LORD Phillips of Worth Matravers will be installed as Bournemouth University’s new chancellor next Thursday November 5.

He is the UK’s most senior law lord and this month became the first president of the newly established Supreme Court of the United Kingdom.

The 71-year-old was educated at Bryanston School in Blandford then studied law at Kings College Cambridge.

“His appointment is a great honour,” said chairman of the university board Alan Frost.

“His Dorset roots complement Bournemouth well and his personal and professional life speaks for itself.”

Lord Phillips came to prominence when he chaired the BSE inquiry, and he also presided over the Maxwell pension fund trial.

The keen cyclist has made the news himself.

He went undercover with offenders to do community work on a council estate.

And he backed suggestions Muslims could use elements of Sharia Law in mediation, although British law would take precedence.

Lord Phillips is known as a legal moderniser who is not keen on gowns and wigs, and who has driven through reforms to cut delays and costs.

He addressed the recent opening of the university’s new Executive Business Centre in Holdenhurst Road, and praised its “dynamic, hands-on type of education.”

Lord Phillips is married with a son and a daughter.

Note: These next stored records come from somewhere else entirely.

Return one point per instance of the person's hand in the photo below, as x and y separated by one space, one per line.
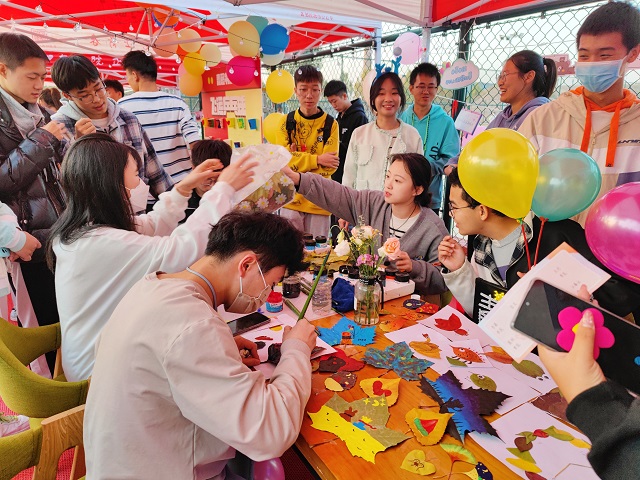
208 169
31 245
248 351
575 371
294 176
84 126
56 129
329 160
302 330
403 262
239 174
451 254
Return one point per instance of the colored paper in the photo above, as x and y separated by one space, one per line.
360 424
428 426
348 331
397 357
466 404
535 442
376 387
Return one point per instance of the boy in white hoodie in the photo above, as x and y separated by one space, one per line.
601 118
90 110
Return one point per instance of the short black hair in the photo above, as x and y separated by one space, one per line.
15 49
428 69
205 149
613 17
140 62
377 86
308 74
335 87
75 71
454 181
419 169
274 239
116 85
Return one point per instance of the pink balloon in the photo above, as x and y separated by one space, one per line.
268 470
613 230
241 70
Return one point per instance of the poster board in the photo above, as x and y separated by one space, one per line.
231 112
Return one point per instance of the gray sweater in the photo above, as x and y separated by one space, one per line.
420 241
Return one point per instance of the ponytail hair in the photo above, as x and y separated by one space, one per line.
544 68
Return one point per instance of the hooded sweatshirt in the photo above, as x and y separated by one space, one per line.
561 124
124 127
348 121
440 142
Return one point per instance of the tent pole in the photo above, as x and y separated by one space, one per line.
425 44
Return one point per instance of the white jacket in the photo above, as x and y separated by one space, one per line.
97 270
560 124
367 159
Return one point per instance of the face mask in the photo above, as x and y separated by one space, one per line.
598 77
138 197
244 303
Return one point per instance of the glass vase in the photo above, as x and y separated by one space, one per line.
367 301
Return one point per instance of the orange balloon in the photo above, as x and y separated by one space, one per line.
167 36
190 40
190 85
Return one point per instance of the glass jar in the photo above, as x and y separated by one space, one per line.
321 300
367 301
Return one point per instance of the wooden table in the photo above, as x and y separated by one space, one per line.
329 456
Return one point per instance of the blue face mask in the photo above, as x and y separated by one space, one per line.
598 77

He will be installed during the university’s annual awards and graduation ceremony at the BIC.

Vice chancellor Professor Paul Curran said: “As a major figure in British public life, he will become a distinguished ambassador for the university.”

Paralympic gold medal-winning cyclist Darren Kenny OBE will receive an honorary doctorate from Bournemouth University.

He will be honoured during one of the annual graduation ceremonies at the BIC on Tuesday, 3 November.

Darren, 39, from Verwood, is one of Dorset’s most decorated international sportsmen, and he will become an Honorary Doctor of Arts. The award recognises his achievements in cycling and for setting an inspirational example of determination and perseverance against the odds.

He suffered a head injury aged 18 at the Junior tour of Ireland that cut short his promising cycling career, and he has cystic fibrosis and is paralysed down one side.

At the 2008 Paralympic Games in Beijing he won four gold medals and one silver, following two gold medals and one silver at Athens in 2004.